Aber das schien mir letztlich ebenso ein Nebenaspekt zu sein wie das Gehabe des neuen griechischen Finanzministers, der den Eindruck erweckte, er inszeniere sich mit seinem Motorrad und seinem roten Rucksack bewusst für eine Fotostrecke in der GALA oder lege es darauf an, den Boulevard und seine „Zeitungen“ zu bedienen.

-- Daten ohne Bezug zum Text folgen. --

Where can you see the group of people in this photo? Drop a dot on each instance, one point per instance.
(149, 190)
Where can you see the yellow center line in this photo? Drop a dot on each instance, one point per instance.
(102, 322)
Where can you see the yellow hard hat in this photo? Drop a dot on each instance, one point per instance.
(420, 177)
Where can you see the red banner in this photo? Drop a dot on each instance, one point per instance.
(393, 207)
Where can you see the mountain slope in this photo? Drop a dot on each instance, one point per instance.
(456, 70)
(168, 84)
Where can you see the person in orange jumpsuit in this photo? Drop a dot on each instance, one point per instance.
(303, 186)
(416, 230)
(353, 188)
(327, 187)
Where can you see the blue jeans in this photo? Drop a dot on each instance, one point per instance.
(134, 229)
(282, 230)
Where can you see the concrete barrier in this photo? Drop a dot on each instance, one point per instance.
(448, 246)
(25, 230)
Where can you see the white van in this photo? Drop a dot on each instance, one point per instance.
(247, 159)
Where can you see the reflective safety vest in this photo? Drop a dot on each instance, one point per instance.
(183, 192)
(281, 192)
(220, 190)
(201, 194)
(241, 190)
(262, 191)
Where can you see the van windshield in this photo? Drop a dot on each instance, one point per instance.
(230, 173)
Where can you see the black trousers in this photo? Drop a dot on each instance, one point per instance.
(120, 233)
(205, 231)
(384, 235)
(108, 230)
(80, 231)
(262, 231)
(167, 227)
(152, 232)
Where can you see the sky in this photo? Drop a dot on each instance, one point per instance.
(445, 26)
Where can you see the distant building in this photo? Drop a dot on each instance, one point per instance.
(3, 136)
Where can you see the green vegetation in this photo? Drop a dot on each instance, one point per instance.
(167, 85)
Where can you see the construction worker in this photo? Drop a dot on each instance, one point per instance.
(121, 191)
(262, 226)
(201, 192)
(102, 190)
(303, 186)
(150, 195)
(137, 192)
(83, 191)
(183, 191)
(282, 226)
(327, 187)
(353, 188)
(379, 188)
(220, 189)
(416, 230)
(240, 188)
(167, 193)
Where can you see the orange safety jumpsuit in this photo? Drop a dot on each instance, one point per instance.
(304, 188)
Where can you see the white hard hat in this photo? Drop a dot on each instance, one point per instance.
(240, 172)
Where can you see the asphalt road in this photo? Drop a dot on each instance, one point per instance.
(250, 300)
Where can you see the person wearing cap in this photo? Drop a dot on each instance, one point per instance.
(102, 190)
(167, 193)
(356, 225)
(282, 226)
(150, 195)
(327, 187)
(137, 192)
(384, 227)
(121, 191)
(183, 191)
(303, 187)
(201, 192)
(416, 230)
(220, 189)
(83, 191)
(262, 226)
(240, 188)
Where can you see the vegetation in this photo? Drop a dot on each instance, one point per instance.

So etwa die BILD (am 12.2.2015) über Varoufakis:

(…) daheim fliegen ihm die Frauenherzen zu – in Athen ist das Schreckgespenst der Euro-Zone ein Sexsymbol!Die Frauen sind von dem linken Wirtschaftswissenschaftler, der in Australien gelebt und gearbeitet hat: hin und weg!“

Hin und weg – das sind allerdings mittlerweile allerdings auch meine Sympathien für diese Regierung. Nicht für die große Linie ihrer Kritik an den europäischen Institutionen, sondern für ihre handwerklichen Unzulänglichkeiten und für teilweise niveaulose Propaganda.

Wie lässt sich das Hin und Her der letzten Tage, wie lassen sich die teilweise widersprüchlichen, ja- chaotischen Entscheidungen der griechischen Regierung erklären, dieses nahezu im Sekundentakt wechselnde Ablehnen von neuen Vorschlägen (mit durchaus guten Gründen) und den Bittstellerbriefen, die Geld erhoffen, aber ansonsten völlig unkonkret sind. Und wie lässt sich ein Referendum über eine Fragestellung erklären, die nicht mehr aktuell ist?

Vielleicht mit Ansätzen, die mittlerweile nahezu in Vergessenheit geraten sind!

Finanzminister Varoufakis ist Ökonom, er hat sich intensiv mit der Spieltheorie beschäftigt, einer wirtschaftswissenschaftlichen, aber eigentlich aus der Mathematik kommenden Betrachtungsweise von Problemen. In der Spieltheorie geht es, grob und verkürzt gesagt, darum, Vor- und Nachteile bestimmter Entscheidungen in Konfliktsituationen zu bewerten. Die Bezeichnung der Theorie weckt nicht ohne Grund Assoziationen an Gesellschaftsspiele, etwa Schach. Ein bestimmter Zug, den ich mache, beeinflusst das Verhalten meines Mit- und Gegenspielers, also muss ich bedenken (berechnen), welche Auswirkungen mein Zug auf seinen (und meinen) nächsten und die folgenden Züge haben wird.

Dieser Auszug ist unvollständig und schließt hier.